Q & A

With more than 25 years in the seniors housing business and the largest number of communities in the nation accredited by the Continuing Care Accreditation Commission, ACTS Inc. is a true seniors housing veteran. Under the guidance of Vice Chairman and CEO George R. Gunn Jr., this West Point, Pa.-based provider has positioned itself in 10th place on both the American Seniors Housing Association's Top 25 Owners and Top 25 Managers lists for 1997.

What follows is a one-on-one interview with this industry leader.

Continuum: As a continuing care provider, please comment on redeveloping communities to increase Alzheimer's market share and to keep the resident aging in place.

Gunn: From my perspective, in terms of what we do as a CCRC, assisted living is a larger component of the facility mix. We are redeveloping our existing communities, and we are modifying our assisted living and our skilled nursing communities in order to provide a specific Alzheimer's and dementia arena to treat our residents.

In terms of new development, we're planning Alzheimer's wings and dedicated space for people suffering from the illness. I guess by the sheer numbers, and as more of the population is aging, there will be more Alzheimer's patients. Managed care means more residents return to the seniors facility rather than spend time in a medical facility. That complicates your own mix.

We are strictly a CCRC provider, not a freestanding developer. In today's dollars, we're talking $60 million to $70 million to build a campus, and we average around 600 residents per community. We build it in three phases over about a five-year period. That's our financial and construction model. We build our common areas and then the first independent living wing and progress into the more demanding phases.

Continuum: What do you see as the future of the industry, considering the supply and demand issues and consolidation today?

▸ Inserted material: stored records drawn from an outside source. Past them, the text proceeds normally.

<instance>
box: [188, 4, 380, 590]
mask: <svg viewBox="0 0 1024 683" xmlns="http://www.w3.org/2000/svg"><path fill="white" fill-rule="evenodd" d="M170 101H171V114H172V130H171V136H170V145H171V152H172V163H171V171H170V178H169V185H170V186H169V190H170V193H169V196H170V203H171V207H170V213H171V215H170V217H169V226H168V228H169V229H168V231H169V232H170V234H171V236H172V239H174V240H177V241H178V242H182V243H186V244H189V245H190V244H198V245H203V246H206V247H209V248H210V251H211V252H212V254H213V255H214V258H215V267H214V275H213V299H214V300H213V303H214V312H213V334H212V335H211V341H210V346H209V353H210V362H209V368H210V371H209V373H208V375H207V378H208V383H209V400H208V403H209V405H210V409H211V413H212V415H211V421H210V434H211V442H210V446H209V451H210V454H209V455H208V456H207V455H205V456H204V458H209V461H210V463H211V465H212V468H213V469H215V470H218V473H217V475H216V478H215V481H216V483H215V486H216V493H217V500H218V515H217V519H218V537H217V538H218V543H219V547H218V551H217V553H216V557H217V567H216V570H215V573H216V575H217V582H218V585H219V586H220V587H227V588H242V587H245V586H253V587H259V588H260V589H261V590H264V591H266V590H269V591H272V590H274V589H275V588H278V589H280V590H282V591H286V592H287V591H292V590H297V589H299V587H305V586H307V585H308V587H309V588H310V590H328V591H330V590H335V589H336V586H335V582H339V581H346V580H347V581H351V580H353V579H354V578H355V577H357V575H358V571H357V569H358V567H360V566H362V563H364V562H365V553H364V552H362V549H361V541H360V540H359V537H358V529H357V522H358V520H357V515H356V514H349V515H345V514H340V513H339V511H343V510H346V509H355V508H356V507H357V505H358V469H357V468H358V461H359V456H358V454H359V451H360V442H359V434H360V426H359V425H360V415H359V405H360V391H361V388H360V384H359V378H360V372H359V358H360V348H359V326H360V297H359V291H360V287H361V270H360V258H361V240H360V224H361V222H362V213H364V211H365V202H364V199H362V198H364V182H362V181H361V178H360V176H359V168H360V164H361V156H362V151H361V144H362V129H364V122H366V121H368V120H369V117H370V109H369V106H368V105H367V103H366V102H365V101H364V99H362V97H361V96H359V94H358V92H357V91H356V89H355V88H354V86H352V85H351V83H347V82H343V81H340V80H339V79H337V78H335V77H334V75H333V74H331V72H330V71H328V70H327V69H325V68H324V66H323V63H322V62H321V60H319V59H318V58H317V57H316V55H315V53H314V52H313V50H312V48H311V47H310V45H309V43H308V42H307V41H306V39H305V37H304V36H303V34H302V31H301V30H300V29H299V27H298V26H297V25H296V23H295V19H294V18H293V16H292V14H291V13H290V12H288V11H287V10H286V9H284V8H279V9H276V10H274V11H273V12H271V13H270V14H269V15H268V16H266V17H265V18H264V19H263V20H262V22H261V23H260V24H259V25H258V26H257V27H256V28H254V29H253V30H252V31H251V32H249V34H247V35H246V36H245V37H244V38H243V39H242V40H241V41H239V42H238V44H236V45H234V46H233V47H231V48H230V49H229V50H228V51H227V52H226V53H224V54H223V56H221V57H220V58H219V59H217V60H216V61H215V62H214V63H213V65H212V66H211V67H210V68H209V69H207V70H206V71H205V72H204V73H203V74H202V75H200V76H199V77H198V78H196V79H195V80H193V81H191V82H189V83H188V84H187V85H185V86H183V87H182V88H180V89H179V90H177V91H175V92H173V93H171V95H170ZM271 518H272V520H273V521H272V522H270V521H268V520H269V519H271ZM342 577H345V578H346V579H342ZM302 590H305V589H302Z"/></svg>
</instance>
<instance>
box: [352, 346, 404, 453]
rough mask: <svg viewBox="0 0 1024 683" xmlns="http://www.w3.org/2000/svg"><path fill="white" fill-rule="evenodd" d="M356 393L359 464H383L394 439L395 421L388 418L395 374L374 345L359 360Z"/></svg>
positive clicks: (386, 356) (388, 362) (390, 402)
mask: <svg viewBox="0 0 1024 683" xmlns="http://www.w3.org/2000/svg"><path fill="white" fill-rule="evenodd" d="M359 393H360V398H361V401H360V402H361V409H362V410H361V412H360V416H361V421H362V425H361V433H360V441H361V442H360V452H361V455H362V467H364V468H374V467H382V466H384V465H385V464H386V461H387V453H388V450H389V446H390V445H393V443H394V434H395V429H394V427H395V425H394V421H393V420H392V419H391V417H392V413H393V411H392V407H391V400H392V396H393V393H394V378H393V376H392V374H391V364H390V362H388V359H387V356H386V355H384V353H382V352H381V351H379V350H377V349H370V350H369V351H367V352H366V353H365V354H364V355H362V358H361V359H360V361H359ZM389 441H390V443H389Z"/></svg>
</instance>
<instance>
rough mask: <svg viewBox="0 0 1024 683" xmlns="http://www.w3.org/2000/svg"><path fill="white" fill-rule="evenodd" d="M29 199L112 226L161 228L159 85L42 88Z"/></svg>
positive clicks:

Gunn: I see growth. People use the expression "baby boomers," but the customers today are the parents of the baby boomers. The universe from which we're drawing our residents is large and growing. The problem our CCRC industry faces is communicating to the many influences that affect an individual's decision to move into a CCRC. A prospective resident can be confused by the plethora of options that are out there, meaning assisted living, nursing care, residential seniors housing and a CCRC, and they don't understand what the differences are between these models that are available to them. We are not rental communities, we are life care communities providing an insurance product of healthcare.

We have a large share of the marketplace and, in a desire to keep our communities full, we are launching an ad campaign. We recognize the confusion in the marketplace, so we are launching the campaign to educate the industry on what and who we are. I decided it would be to our advantage to have an industry educational campaign that might help our competitors, but it will help us more because we have a larger market share.

Continuum: ACTS practices the aging-in-place philosophy throughout its models. Comment on the future of campus-style communities.

Gunn: We're going to do our best to differentiate who we are in the market. We believe that seniors are looking for communities where they can live and not have to move around from facility to facility. So the future of larger communities, and especially the CCRCs, is very bright. While typically we are building single campuses where we have many apartments, we have in the South started a variety of villas that become feeders to the basic CCRC community.

The people who live in the villas, which are generally cottage-style duplexes, they are under our life care contract. We're finding there is a real market for people who still want to live independently and in separate homes, but have the security of knowing that if they have a physical need they have access to a medical facility.

We're building our newer communities so that they will have the cottages and a more homelike feel, and we will still have apartments for independent and assisted living residents.